Townsend campaign says it is revitalized in debate aftermath

Staff claims victory, sees momentum

Ehrlich says opponent is `in meltdown'

GOP candidate `was set up'

Election 2002

September 28, 2002|By David Nitkin | David Nitkin,SUN STAFF

Democrat Kathleen Kennedy Townsend delivered a potent performance in Thursday's televised debate that her supporters hope will reinvigorate her campaign for governor.

Townsend and her staff entered the Carl J. Murphy Fine Arts Center at Morgan State University with chins hung low. Recent polls have her trailing Republican Robert L. Ehrlich Jr., albeit by a statistically insignificant margin. And some top Democrats around the state have been slow to endorse her.

But after a 90-minute encounter where Townsend unleashed well-timed one-liners at her opponent, Democratic campaign staffers emerged hopeful and re-energized.

"The heart gets very heavy when the press and your opponent are beating you over the head with a club every day," said Peter Hamm, a spokesman for Townsend. "When your candidate picks up an even bigger club and hammers your opponent to the ground, it's magic."

The debate aired live only on cable channels, opposite some of television's most popular programs, and was rebroadcast later on network affiliates. But partisans on both sides were abuzz yesterday as they dissected the outcome and disseminated their conclusions.

"The postmortems on this debate are going to bounce around the political echo chamber for a week or 10 days," said Blair Lee IV, a Montgomery County developer and longtime observer of Maryland politics. "The same way all of her gaffes and miscues followed her all summer, this puts wind in her sails."

Democrats were boasting that Townsend caught Ehrlich off balance from the outset, and that the congressman never recovered.

"They're still looking for the black box to find out what happened to him," said Montgomery County State's Attorney Douglas F. Gansler.

Republicans said a predisposed crowd at historically black Morgan State tilted the playing field.

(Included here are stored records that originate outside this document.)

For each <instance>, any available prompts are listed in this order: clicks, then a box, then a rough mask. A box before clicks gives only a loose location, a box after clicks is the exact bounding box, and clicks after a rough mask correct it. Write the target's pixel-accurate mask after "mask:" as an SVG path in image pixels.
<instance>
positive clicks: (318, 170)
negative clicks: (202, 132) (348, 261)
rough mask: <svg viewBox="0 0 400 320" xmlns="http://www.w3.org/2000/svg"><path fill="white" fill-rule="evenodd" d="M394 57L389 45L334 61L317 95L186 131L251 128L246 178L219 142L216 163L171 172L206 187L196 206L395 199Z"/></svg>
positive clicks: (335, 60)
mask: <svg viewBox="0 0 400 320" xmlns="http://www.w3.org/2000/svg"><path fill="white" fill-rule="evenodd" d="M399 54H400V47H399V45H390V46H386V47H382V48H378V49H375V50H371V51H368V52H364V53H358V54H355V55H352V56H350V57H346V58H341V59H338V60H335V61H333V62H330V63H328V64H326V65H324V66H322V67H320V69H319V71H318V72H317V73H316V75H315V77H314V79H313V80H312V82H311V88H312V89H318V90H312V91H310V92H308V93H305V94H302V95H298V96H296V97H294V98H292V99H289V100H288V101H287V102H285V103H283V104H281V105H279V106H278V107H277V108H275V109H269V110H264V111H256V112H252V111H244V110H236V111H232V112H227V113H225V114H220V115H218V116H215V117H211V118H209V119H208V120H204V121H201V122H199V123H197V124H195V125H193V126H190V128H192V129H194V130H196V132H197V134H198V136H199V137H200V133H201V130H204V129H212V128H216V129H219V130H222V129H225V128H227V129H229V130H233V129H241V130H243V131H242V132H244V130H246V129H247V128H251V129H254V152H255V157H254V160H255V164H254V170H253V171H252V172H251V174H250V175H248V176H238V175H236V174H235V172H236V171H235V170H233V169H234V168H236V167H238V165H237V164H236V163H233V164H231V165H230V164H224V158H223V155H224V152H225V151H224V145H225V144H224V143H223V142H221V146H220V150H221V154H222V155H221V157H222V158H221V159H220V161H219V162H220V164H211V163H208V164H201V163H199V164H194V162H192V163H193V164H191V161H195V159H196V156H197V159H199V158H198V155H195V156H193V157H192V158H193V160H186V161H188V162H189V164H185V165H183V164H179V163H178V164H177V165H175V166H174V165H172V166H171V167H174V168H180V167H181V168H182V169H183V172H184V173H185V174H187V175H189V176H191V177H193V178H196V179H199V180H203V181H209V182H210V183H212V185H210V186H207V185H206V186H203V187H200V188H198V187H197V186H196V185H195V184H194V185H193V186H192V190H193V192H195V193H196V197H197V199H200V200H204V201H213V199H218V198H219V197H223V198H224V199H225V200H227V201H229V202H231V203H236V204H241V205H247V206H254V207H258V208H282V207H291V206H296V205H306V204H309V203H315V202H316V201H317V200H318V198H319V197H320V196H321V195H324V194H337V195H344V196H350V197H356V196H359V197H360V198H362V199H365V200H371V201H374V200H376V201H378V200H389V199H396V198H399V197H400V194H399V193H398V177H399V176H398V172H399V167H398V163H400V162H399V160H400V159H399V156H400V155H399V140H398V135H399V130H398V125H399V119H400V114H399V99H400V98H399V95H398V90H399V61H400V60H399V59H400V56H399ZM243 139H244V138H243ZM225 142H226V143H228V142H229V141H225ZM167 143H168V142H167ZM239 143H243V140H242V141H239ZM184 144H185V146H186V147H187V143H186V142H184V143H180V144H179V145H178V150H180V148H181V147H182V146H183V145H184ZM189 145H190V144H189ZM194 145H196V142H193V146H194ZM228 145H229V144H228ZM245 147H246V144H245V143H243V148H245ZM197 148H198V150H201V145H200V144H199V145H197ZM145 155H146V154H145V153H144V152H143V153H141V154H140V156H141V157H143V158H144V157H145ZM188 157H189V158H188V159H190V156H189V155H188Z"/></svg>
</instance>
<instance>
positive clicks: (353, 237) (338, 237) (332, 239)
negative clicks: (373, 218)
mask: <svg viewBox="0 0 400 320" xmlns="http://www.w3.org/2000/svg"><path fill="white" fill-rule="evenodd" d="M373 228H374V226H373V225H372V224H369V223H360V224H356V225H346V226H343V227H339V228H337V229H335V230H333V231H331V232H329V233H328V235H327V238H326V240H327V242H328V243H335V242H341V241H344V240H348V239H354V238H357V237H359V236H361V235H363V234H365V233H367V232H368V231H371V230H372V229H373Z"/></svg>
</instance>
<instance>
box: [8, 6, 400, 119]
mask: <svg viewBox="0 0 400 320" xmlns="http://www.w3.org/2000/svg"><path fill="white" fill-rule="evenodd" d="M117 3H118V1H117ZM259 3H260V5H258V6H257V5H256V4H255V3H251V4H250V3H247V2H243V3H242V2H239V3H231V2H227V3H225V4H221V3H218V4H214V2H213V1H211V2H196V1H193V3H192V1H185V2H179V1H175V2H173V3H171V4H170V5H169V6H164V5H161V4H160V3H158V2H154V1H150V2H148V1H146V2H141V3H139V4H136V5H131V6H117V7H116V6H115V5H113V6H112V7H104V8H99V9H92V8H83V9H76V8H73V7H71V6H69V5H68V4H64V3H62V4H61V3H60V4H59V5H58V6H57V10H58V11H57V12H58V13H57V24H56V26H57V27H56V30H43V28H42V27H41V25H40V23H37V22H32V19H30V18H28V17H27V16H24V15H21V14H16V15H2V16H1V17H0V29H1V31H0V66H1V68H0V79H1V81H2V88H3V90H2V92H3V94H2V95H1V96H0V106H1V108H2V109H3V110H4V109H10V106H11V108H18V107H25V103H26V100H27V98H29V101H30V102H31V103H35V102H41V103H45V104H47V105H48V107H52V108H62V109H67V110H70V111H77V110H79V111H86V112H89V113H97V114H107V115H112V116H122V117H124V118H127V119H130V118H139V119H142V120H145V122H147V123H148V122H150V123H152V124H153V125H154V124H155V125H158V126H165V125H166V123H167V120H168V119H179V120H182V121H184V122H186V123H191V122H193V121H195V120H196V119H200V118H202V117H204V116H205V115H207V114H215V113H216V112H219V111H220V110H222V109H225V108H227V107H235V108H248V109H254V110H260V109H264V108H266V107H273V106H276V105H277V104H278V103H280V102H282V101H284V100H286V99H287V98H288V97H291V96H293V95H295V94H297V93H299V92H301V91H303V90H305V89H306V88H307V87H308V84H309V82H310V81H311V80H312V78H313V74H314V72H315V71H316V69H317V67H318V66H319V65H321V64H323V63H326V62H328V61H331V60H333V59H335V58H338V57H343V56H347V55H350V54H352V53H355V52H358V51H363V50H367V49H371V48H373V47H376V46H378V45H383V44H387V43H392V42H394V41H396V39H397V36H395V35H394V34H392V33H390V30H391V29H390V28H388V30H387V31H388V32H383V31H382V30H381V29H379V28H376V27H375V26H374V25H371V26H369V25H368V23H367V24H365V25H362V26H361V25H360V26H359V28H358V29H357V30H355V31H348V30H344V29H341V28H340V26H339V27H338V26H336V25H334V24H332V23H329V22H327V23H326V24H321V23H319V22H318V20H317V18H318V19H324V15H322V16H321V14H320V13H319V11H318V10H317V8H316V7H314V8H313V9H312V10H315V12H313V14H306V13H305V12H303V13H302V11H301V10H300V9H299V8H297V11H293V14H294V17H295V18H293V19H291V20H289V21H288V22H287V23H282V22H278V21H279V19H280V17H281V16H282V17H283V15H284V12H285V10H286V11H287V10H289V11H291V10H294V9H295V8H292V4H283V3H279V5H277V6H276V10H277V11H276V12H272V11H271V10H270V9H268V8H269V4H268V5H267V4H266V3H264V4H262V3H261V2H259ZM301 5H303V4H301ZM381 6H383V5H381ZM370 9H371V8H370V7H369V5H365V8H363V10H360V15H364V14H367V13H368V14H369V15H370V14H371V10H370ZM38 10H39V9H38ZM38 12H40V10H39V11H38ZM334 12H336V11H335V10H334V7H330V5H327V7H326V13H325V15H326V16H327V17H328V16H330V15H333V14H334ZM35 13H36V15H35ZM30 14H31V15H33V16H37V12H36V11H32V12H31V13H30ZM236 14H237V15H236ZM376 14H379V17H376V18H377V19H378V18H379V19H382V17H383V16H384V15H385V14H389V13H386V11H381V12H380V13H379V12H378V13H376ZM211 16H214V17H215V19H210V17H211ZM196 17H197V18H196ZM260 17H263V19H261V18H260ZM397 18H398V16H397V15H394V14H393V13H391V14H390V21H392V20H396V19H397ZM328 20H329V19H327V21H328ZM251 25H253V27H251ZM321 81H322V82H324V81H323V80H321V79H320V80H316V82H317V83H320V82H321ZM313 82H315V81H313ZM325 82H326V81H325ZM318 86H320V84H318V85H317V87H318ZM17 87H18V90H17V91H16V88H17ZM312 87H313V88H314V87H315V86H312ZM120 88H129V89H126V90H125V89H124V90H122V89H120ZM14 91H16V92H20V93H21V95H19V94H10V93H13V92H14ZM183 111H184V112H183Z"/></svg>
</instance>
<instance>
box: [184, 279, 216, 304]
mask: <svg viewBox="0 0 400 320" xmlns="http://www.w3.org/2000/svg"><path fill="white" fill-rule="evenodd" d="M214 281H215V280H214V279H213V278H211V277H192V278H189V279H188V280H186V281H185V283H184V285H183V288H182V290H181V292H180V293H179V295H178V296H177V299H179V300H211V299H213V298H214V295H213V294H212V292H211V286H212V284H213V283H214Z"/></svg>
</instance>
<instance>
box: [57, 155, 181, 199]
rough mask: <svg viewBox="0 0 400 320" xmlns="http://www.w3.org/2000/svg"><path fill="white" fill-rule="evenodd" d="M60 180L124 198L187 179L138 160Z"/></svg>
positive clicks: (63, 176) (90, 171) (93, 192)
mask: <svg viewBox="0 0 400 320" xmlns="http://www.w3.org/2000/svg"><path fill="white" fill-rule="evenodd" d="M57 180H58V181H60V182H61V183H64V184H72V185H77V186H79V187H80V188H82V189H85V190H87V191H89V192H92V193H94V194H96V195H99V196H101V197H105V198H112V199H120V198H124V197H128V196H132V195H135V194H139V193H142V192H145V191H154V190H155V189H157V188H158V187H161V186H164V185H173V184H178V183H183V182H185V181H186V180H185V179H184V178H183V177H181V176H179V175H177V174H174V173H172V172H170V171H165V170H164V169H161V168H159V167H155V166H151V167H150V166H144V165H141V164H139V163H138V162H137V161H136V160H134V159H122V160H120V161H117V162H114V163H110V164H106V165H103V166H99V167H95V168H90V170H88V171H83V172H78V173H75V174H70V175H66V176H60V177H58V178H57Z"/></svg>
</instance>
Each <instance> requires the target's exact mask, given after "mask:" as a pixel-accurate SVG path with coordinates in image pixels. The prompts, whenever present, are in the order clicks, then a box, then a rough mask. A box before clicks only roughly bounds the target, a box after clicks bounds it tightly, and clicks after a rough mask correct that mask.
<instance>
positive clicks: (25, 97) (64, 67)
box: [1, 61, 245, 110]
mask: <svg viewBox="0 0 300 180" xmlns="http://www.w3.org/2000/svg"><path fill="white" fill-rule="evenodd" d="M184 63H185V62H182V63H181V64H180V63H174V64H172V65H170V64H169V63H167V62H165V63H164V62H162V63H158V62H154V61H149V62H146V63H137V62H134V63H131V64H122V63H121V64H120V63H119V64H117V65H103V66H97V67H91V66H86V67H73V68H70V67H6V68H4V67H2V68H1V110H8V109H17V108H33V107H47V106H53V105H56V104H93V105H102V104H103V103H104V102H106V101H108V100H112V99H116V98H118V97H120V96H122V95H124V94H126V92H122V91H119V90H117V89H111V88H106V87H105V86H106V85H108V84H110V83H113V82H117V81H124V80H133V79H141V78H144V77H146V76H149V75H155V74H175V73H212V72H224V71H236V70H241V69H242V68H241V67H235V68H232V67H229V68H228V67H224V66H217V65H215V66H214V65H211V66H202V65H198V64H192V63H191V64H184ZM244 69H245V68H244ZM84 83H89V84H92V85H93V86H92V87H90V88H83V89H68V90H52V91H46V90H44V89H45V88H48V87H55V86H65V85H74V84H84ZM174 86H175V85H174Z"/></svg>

Ehrlich's family was booed as they entered the auditorium, and the congressman was shouted down before he could deliver an opening statement.

"Had the disruption not occurred in the beginning, he would have hit his groove a lot earlier," said Michael S. Steele, Ehrlich's running mate. "But he got knocked out of debate mode even before he said, `Hi, I'm Bob Ehrlich.' He was set up. It threw a monkey wrench in things."

Members of Ehrlich's own party could not bring themselves to declare him a winner. Steele, for example, said he thought both candidates won.

"I'm not making excuses. He did not perform up to what he's capable of," said Al Mendelsohn, vice chairman of the Baltimore County Republican Central Committee. "I've heard him debate where he sparkles. [Thursday] night, there was no sparkle."

The Townsend campaign has been searching for weeks for an issue or opportunity to provide traction.

The aura of invincibility that surrounded her bid last spring has eroded. Her choice of a white former Republican as a running mate alienated some African-Americans. Ehrlich bumper stickers have blossomed like dandelions on Maryland roads. Campaign staffers pointed fingers at one another as Ehrlich rose in the polls.

But Townsend supporters say their batteries are now recharged.

"It makes a difference whether people want to work until midnight or they're dying to go home at 8 p.m.," Hamm said.

It was never obvious that a debate would go her way. Townsend frequently comes across as tongue-tied in public, and polls show that many potential voters doubt her competency and leadership. It was Ehrlich -- not Townsend -- who was demanding debates.

"If she hasn't put to rest all of the questions about her capacity and her grasp of the issues, she's come pretty close," said Douglas Harris, a professor of political science at Loyola College.

Some Democrats now say they'd be surprised if Townsend accepts another debate, suggesting it would be hard for her to perform better.

But the win was not pretty.

The audience at Morgan State, packed with supporters from both sides, became a factor in the debate. A stern-looking Kweisi Mfume, president and chairman of the National Association for the Advancement of Colored People, took to the stage early on to urge decorum. (The organization's Baltimore branch sponsored the event.)

Ehrlich spokesman Paul Schurick said Ehrlich's truck, a Ford Expedition leased by the campaign, was plastered with Townsend bumper stickers during the debate.

"Listen, this is a campaign in meltdown over there," Ehrlich said yesterday. "You saw the anger and you saw the frustration last night. It's attack, attack, demonize, demagogue. This is an entitlement mentality now challenged. Guess what? The coronation is off track, big time."

An upbeat Townsend relished her performance yesterday, saying her opponent did more "kvetching and complaining" than offering solutions to the state's problems. She said Ehrlich's addressing her as "ma'am" was "condescending."

"He talked down to me," she said.

Fresh off its success, the Townsend campaign issued a statement yesterday calling for a debate between the running mates, Democrat Charles R. Larson, a retired admiral, and Steele, the former state GOP chairman.

Townsend also repeated her desire for a second debate with Ehrlich, and said her preference would be an appearance at Maryland Public Television with no live audience.

Sun staff writer Howard Libit contributed to this article.